Se as moças estão aproveitando a vida, temo que não, mas fazem com ela o melhor que conseguem no momento. Se houver alternativa, viver será melhor. Ensinarão novos valores àquelas crianças tão pequenas e indefesas. Terão um futuro.


A desigualdade social pode ser combatida de muitas formas. A principal, nesse Brasil tão rico de tantas coisas, é canalizar os recursos públicos para onde eles precisam realmente ir, impedir desvios e perdas que, ao não serem aplicados em escolas, hospitais, equipamentos culturais e ações pela segurança pública, indiretamente matam o futuro de tantos.



Resta ir em frente com olhar atento em todas as direções.
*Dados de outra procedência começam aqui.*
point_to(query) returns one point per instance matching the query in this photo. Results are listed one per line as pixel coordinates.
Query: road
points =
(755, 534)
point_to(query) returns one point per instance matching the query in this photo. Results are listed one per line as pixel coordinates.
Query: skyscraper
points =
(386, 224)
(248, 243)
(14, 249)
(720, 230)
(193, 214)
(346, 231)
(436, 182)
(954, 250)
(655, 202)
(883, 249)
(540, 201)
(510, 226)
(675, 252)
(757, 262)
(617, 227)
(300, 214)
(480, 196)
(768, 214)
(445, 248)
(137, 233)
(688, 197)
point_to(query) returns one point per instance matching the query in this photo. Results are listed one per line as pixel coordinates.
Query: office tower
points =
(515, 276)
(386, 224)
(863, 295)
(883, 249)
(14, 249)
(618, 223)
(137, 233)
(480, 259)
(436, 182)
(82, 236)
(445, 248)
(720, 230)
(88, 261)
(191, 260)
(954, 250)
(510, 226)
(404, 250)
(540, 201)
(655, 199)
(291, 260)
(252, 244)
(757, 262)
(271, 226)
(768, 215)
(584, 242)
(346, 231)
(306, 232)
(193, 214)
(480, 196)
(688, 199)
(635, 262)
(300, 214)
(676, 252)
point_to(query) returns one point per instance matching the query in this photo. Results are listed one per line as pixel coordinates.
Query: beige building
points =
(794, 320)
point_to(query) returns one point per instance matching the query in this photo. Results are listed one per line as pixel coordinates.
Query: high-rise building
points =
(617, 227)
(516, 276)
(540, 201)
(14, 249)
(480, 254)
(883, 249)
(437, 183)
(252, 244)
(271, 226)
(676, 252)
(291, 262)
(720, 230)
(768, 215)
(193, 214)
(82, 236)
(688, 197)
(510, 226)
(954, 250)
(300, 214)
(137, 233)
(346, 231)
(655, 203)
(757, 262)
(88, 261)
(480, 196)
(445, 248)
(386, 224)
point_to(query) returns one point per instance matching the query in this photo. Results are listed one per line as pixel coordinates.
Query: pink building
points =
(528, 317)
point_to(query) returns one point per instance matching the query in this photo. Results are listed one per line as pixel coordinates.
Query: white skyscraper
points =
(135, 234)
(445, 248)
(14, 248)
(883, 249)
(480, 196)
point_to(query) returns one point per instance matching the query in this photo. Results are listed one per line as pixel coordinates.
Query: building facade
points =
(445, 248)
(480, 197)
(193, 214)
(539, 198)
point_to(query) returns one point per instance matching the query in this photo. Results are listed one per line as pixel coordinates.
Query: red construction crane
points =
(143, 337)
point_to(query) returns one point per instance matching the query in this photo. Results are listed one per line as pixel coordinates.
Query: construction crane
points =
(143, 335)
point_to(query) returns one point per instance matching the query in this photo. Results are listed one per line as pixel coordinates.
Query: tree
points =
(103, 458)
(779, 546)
Paz no Natal, Feliz 2015 e um bom futuro para todos os cariocas e brasileiros.

Urbe CaRioca

 
*NOTA: O complemento do título é emprestado do magnífico filme Agonia e Êxtase, de 1965, dirigido por Carol Reed, que narra a história da pintura da Capela Sistina, trabalho para o qual o Papa Julio II contratou Michelangelo Buonarrotti. Charleston Heston faz o papel do artista e Rex Harrison encarna o Papa. Não se sabe se o serviço foi superfaturado. Mas o legado é verdadeiro.


  1. Desde sempre Rio inspira cronicas superlativas, seja pela sua singular beleza natural, seja pela sua gente cordial e alegre, seja pela sua cultura. "O Rio de janeiro é uma natureza que se tornou cidade, e é euma cidade que se dá impressão de natureza, disse Stefan Zweig em seu classico "Brasil, um pais do futuro" publicado no final da decada dos 1930. Desde então a cidade que herdamos vem se transformando numa imens metropole. Enquanto o seu centro sofre ameaça de obsolescencia avançada de suas funções e desfigurada a qualidade pelos processos de demolição de casario historico dos bairros centrais e os crescentes problemas de congestionamento de transito, com excessivo numero de veiculos nos logradouros e, ao mesmo tempo falta a metropole um sistema eficaz de mobilidade multimodal– como a melhor alternativa de transporte urbano. A sua cronica capta e revela de forma lucida os desfios que se apresentam. A questao que não quer calar: onde está a sociedade civil para pressionar e exigir das instituições publicas que encare os desafios de forma dinamica, com ações estrategicas no equacionamento dos problemas desta cidade/metropole?